Shale-gasNum momento em que estão a ser discutidas as metas do Pacote Energia-Clima para 2030 ao nível da União Europeia, no que diz respeito ao uso de energias renováveis, eficiência energética e de redução das emissões de gases de efeito de estufa, a Quercus vem reforçar a necessidade de Portugal não inverter a aposta feita nas energias renováveis durante os últimos anos, no sentido de abrir portas à exploração de fontes não convencionais de petróleo e gás natural existentes no subsolo português.

Desde há vários anos que foram identificadas fontes de petróleo e gás natural do tipo não convencional em Portugal, mas que se encontram em condições de difícil extração pelos métodos convencionais no subsolo monsenhor (em terra) e offshore (em alto mar).

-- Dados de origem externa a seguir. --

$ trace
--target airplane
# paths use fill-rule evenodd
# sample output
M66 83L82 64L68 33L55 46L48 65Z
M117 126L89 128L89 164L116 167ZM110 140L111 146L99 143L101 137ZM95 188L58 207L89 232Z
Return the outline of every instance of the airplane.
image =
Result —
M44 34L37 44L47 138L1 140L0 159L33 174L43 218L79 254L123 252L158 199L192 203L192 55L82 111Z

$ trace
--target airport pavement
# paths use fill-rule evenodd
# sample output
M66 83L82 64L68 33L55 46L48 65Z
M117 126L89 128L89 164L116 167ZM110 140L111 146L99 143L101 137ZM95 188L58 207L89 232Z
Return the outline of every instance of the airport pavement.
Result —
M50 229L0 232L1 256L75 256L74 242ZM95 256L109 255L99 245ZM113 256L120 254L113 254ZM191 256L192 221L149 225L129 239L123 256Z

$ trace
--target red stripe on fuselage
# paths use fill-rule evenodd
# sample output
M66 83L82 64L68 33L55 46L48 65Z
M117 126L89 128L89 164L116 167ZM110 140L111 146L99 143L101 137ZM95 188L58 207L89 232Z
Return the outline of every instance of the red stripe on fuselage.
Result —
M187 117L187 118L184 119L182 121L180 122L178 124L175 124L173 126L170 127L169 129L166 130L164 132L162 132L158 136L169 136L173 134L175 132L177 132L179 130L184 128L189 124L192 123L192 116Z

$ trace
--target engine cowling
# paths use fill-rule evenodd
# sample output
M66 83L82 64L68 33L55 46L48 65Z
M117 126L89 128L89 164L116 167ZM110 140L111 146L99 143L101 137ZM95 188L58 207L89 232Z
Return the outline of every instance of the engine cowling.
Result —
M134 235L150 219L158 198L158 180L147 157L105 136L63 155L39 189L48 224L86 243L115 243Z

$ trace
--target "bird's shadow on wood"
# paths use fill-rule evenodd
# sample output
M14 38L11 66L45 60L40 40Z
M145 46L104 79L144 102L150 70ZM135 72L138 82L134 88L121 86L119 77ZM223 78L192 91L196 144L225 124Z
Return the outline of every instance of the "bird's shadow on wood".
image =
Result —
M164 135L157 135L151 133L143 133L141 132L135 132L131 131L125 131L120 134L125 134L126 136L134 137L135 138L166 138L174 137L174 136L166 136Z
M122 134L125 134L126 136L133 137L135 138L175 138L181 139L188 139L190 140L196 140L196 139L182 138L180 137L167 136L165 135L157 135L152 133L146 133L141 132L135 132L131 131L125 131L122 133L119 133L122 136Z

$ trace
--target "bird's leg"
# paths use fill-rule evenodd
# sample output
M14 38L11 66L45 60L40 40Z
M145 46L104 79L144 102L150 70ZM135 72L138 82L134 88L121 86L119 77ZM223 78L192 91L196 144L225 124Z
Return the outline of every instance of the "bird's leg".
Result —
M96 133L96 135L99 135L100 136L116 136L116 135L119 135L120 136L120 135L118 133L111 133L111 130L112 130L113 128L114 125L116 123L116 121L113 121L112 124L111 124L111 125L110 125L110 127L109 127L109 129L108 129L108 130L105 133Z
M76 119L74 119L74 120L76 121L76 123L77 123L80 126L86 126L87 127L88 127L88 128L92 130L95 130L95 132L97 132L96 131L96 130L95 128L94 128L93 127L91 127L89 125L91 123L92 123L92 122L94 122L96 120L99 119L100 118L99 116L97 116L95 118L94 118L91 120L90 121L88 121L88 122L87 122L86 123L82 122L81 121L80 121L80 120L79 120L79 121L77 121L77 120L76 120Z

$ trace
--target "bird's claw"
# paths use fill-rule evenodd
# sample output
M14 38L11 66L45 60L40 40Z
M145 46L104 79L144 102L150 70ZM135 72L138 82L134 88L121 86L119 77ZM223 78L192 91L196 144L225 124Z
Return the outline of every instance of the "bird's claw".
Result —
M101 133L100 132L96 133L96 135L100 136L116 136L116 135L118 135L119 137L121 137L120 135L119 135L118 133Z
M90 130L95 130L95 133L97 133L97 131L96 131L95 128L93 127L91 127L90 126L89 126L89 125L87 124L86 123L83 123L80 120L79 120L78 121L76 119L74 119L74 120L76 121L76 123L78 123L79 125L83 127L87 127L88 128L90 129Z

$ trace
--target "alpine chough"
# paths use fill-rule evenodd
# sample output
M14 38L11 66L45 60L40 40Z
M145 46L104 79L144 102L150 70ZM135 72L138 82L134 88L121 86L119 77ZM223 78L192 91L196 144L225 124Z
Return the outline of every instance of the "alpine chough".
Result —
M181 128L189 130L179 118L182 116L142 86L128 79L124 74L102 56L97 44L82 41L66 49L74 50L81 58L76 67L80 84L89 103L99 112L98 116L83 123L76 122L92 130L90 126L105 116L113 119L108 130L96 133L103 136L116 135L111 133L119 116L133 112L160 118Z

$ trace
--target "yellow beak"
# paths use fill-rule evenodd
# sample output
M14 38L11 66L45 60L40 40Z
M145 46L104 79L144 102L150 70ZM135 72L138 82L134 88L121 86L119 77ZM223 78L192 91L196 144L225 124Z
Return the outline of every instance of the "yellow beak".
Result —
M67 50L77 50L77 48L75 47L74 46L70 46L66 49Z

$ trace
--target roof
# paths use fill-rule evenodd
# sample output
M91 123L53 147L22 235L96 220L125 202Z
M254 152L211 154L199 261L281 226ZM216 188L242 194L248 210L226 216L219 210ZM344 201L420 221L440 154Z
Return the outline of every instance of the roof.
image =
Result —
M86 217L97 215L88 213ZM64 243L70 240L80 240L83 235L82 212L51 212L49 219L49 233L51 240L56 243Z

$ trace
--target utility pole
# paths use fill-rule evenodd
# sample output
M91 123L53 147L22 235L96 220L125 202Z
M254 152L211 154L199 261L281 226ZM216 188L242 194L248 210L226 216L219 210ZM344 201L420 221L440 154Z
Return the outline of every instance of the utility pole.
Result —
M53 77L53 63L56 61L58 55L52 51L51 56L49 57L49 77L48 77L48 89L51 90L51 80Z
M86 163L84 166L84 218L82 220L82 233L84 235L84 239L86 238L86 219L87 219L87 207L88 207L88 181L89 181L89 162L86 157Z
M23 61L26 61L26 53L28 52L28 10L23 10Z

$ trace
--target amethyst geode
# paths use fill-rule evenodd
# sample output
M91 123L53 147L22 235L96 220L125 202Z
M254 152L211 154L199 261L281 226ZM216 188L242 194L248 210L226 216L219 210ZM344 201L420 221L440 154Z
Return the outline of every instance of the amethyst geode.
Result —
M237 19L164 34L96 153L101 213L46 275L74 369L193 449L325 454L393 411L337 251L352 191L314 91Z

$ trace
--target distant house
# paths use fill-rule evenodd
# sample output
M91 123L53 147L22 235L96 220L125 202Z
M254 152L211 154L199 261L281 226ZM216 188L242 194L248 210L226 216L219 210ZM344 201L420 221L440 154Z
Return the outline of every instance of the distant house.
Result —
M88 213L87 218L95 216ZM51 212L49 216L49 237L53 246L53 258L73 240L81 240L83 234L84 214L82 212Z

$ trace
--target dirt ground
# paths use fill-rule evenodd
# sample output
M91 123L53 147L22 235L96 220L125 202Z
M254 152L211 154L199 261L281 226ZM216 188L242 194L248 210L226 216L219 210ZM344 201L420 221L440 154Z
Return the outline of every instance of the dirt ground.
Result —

Em Portugal, da região Oeste à Costa Vicentina, de Alcobaça ao Barreiro, existem estudos que apontam para a existência de reservas de gás de xisto (shale gas, em inglês), um tipo de gás natural que pode ser encontrado preso dentro de formações de xisto argiloso.

O gás de xisto tem estado sob grande controvérsia ao nível internacional devido ao seu modo de extração –  através da perfuração horizontal e da fraturação hidráulica (fracking, em inglês) – e que têm tido um desenvolvimento significativo durante a última década em países como os Estados Unidos da América, o Canadá ou a Austrália.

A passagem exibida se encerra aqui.